The Chinese government Aug. 2 urged government officials to be more open, a development greeted both with hope and cynicism.
The new statement does not create any new legal requirements for transparency but was viewed by some as a significant restatement in support of proactive openness.
Others were less sanguine and noted the policy’s appearance in the wake of widespread criticism of the government for lack of openness concerning the July 23 train collision in Wenzhou.
Among other things, the so-called Joint Opinions says that the results of official investigations and the measures the government has taken to handle the emergencies should be released to the public in an “objective and timely manner.”
The Basics
The announcement of the Joint Opinions came from the State Council, China’s Cabinet, and the Communist Party of China Central Committee.
The Chinese government also published on the official government website an explanation of the opinions in Q&A format. This says the opinions have been under drafting since 2009, building on the 2005 Party-State Council Opinions on Promoting Open Government Affairs, went through multiple seminars and drafts during 2010 and only now were finalized and released, with the new content being the part about establishing a nationwide government services (service center, one-stop shop for approvals and other services) system.
Also see an English article on the official central government website, a basic news article in the China Daily and a critical article in Asia News.
Horsley Provides Explanation
Jamie Horsley, Deputy Director, The China Law Center and Senior Research Scholar & Lecturer in Law, Yale Law School, told FreedomInfo.org that the Joint Opinions are akin to an executive order in the United States, “setting the tone in a way that is binding as a policy matter on government agencies, even though they do not create any new rights on the part of the public to enforce them.”
“Importantly in the area of deepening open government affairs, they re-state a presumption of disclosure of government-held information, pronouncing that disclosure is to be the principle, nondisclosure the exception, a phrase that does not appear in the OGI Regulations themselves,” Horsley said.
Horsley explained further:
They encourage agencies to do a better job of disclosing proactively the kinds of information the public is particularly interested in, including government budgets and finances, major projects and the handling of “sudden incidents” or emergencies, and to be more transparent about the process as well as the result of government decisionmaking.
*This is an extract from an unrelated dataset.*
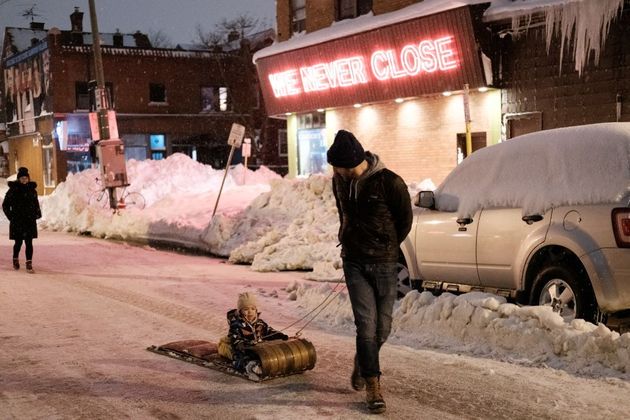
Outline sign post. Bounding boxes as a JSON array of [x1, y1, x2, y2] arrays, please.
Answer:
[[241, 137, 251, 184], [462, 83, 472, 157], [211, 123, 245, 219]]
They instruct all localities and departments to make open government and government service a part of the performance evaluation of government agencies and Party officials’ assessments.
Of course, these are general principles that will not necessarily lead to an immediate impact. Nonetheless, they provide an authoritative policy framework that is more conducive to continued local and departmental experimentation and improvement of government information disclosure and more open and participatory governance practices and policies.
Doubts Expressed
David Bandurski, writing for the China Media Project blog, commented in an Aug. 3 posting that the announcement was “purely a regurgitation” of previously expressed principles and cited their issuance 10 days after the train crash.
He also wrote:
Of course, critics are right on the money in pointing out that this is just more official-speak on top of official-speak, and the critical question is how to implement these principles. The National Ordinance on Open Government Information has been in effect for more than three years, but clearly it did nothing to create real openness or accountability within the railway ministry — where the push to develop high-speed rail has been in high gear since around 2007, and a truly open look at the books would certainly have set off warning bells.